Франсуа надеялся, что острый детский инстинкт все же не позволит девочке проникнуть в глубину терзавших его мрачных мыслей. Возможно, единственным светлым пятном в его душе было удовольствие от того, что в последнее время Леонора часто гостила в полной семье. У Мелани были мама, папа, брат и сестра. В их доме царили шум и суета. Франсуа часто казалось, что Леоноре неуютно и одиноко с ее грустным, вечно озабоченным отцом.
— Ты очень аккуратная девочка, — сказал он, следя за дочкой, тщательно укладывающей свою одежду.
— У меня очень старая голова, — ответила Леонора.
— Странное выражение, милая, — улыбнулся Франсуа. — Но ты права.
— Так говорила Зоя.
Руки Леоноры на мгновение замерли, а потом снова взялись за работу.
— Ага, понятно.
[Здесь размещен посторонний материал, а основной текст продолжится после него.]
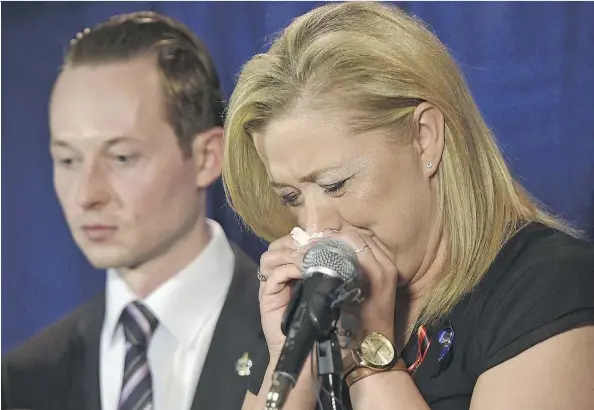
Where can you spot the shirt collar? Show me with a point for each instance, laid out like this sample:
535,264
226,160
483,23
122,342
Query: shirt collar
186,300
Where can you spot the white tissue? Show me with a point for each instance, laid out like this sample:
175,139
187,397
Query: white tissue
302,237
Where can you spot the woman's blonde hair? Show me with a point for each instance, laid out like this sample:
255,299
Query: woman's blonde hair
376,63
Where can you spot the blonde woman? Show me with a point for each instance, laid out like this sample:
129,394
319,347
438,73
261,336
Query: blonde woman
358,124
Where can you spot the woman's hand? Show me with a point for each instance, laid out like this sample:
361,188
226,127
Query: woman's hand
280,265
376,312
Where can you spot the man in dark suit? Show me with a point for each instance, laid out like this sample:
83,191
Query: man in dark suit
136,138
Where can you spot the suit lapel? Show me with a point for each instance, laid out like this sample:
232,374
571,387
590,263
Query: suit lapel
235,340
86,394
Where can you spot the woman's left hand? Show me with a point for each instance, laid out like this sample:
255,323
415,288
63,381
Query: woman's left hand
376,312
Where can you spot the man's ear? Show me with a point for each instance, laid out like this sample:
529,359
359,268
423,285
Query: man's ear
429,126
207,154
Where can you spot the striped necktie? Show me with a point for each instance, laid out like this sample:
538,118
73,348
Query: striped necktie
137,390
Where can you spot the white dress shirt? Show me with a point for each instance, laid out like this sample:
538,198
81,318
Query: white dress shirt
187,307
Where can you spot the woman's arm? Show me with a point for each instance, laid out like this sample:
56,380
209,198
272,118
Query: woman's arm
555,374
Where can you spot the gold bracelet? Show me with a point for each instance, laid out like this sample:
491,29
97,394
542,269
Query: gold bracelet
362,372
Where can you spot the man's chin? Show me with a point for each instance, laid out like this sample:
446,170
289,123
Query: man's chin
107,260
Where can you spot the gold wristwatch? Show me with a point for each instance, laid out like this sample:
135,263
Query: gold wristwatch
374,354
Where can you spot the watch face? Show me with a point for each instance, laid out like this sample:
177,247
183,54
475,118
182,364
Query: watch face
377,350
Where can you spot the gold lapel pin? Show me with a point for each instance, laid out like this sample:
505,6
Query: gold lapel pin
243,365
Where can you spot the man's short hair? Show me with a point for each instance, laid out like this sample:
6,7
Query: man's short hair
194,101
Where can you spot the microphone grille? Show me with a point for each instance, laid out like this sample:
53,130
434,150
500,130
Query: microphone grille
334,255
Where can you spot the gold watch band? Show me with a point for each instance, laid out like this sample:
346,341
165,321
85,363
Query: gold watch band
362,372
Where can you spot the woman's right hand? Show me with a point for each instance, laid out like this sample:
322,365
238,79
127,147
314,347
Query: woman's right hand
281,265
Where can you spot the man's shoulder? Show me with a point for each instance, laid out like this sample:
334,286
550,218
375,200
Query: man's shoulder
53,341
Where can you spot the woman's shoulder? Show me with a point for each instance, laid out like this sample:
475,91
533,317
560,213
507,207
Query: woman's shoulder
540,285
538,253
Ну, значит, Зоя права.
Леонора стремительно обернулась:
— Ты сказал «Зоя». Громко!
Франсуа вздрогнул:
— Да.
Леонора села на край кровати, наклонила голову и потерла руками колени.
— Папа…
— Да?
— Зоя придет на Рождество?
У Франсуа упало сердце. Этого он не ожидал.
Он сел рядом с Леонорой:
— Радость моя, не уверен.
— Я хочу, чтобы она пришла. А ты хочешь, папа? — страстно выпалила Леонора. — Хочешь или нет?
Он не мог говорить.
Леонора повернулась и обняла его. Не ища утешения, а даря его. Франсуа чуть не задохнулся от нежности.
— О, chйrie, — пробормотал он.
— Ты спросишь и увидишь, что она скажет?
Франсуа вздохнул.
— Папа!
Раздался звонок в дверь. Они вместе спустились по лестнице. Франсуа нес чемоданчик. Она обернулась и посмотрела на него. В ее глазах был все тот же вопрос. Вопрос, на который Франсуа в глубине души уже ответил. Несколько часов назад, в конце бурной и бессонной ночи.
В ухе Зои отдавались длинные гудки. Она стояла, прижав трубку к лицу и уже зная, что никто не подойдет. Шли минуты. Она представляла его где-то в пути. На мотоцикле или в метро. Бредущим пешком.